Indeed, Mr. Vladeck argued that the shadow docket issue today cannot be simply reduced to the issue of nationwide injunctions. He noted that the lawsuit challenging the Texas abortion law and many decisions in recent years challenging local and state actions responding to the coronavirus pandemic did not involve them.
In an interview, Mr. Baude — the professor who coined the term “shadow docket,” and who is a member of Mr. Biden’s Supreme Court commission — said another reason the debate was so complicated was that there were different types of worries over the court’s growing use of its emergency orders to swiftly resolve matters, and they only partly overlapped.

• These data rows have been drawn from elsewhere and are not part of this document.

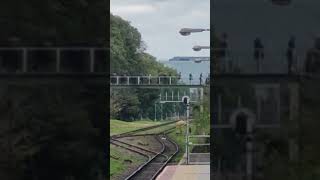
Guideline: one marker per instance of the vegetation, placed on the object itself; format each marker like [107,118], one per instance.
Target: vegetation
[119,161]
[117,126]
[128,57]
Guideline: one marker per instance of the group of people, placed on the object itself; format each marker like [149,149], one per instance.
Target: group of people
[258,51]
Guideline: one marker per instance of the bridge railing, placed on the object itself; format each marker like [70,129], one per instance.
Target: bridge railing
[53,60]
[153,80]
[266,62]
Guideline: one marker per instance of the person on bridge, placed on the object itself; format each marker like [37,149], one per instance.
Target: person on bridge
[258,52]
[179,76]
[224,50]
[290,51]
[190,78]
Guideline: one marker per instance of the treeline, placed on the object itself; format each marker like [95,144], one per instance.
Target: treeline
[128,57]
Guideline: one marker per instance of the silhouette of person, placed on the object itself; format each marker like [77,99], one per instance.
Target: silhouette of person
[258,52]
[224,44]
[290,51]
[190,77]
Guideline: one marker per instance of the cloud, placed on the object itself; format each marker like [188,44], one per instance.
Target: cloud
[133,9]
[160,20]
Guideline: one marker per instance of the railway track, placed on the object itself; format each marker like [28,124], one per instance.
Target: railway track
[134,132]
[151,169]
[133,148]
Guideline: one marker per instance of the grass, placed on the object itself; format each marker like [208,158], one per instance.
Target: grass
[118,166]
[178,138]
[117,126]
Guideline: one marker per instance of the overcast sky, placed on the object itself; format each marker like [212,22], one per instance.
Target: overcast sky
[159,21]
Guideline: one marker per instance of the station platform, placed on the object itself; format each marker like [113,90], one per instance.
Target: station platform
[185,172]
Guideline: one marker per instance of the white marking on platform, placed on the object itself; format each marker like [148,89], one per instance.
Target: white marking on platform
[185,172]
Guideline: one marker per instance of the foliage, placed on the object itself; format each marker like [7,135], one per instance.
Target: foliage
[128,58]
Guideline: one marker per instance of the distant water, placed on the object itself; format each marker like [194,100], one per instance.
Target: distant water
[187,67]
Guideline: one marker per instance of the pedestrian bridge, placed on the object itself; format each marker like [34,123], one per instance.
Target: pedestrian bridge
[155,81]
[52,61]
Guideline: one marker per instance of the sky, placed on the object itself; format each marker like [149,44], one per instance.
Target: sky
[245,20]
[159,22]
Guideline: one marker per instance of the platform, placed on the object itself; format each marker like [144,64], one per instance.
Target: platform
[185,172]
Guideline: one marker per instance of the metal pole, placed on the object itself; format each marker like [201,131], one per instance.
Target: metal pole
[58,59]
[161,111]
[172,95]
[24,60]
[249,148]
[92,60]
[187,134]
[201,100]
[155,111]
[219,108]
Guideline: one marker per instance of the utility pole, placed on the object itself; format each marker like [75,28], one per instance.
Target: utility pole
[155,111]
[186,101]
[161,111]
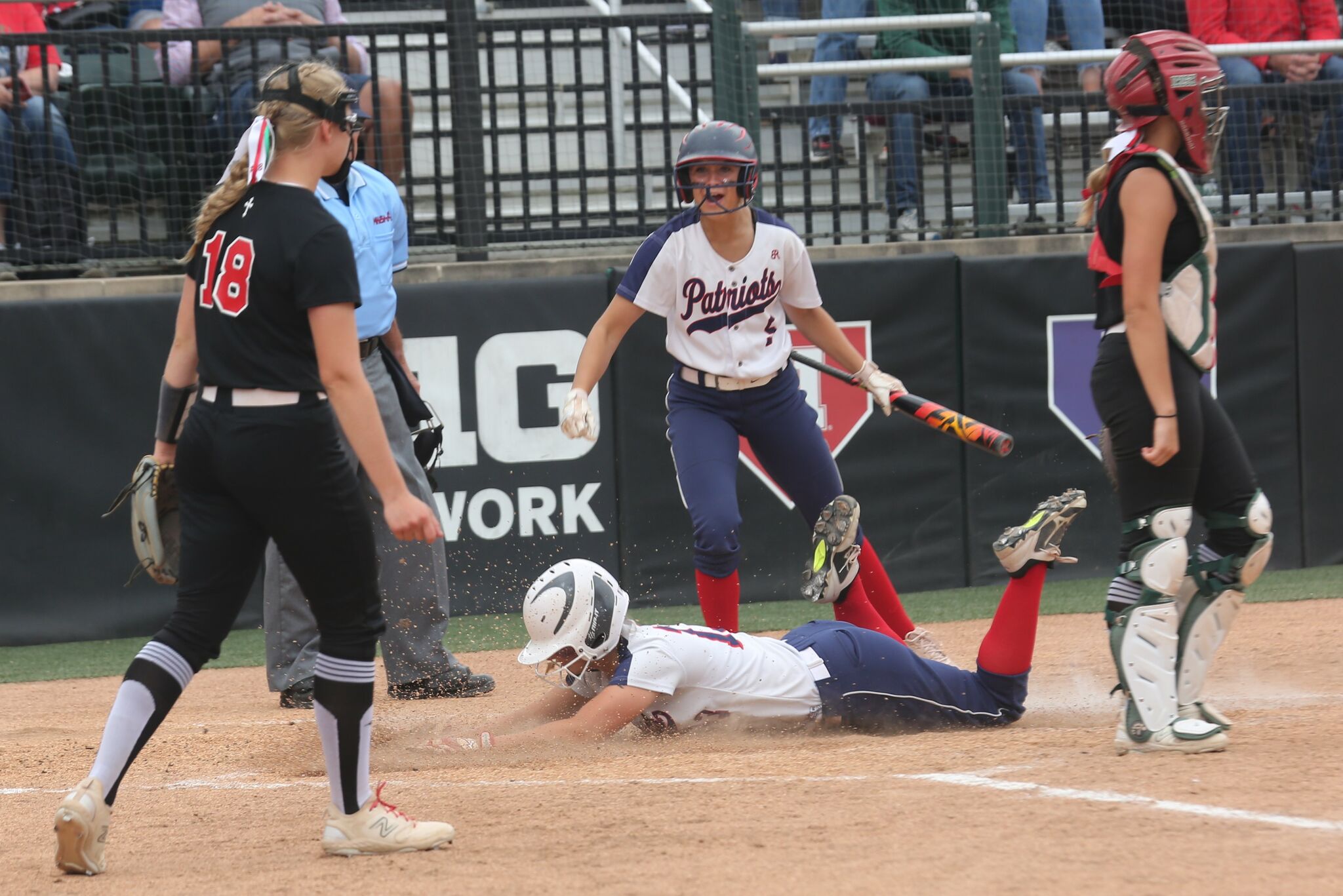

One worry, he said, is substantive: The court may reach the wrong result because it is rushing. Another is procedural: Regardless of the result, it is not fair to parties who do not get a chance to be fully heard before the decision. A third is about transparency: The court should fully explain itself and disclose how each justice voted.
But the uproar over the majority’s handling of the Texas anti-abortion law, he said, seems most centered on another worry: that the conservative majority on the court is not being evenhanded or consistent about when it chooses to intervene with an emergency order.
“I think the real concern is the court has been reaching out aggressively in some of the immigration cases and Covid cases, and here it is not,” he said. “And why is it when it’s a Covid restriction in church service, the court rushes in, in the middle of the night, to stop the government, but when it’s an anti-abortion law, the court lets it go?”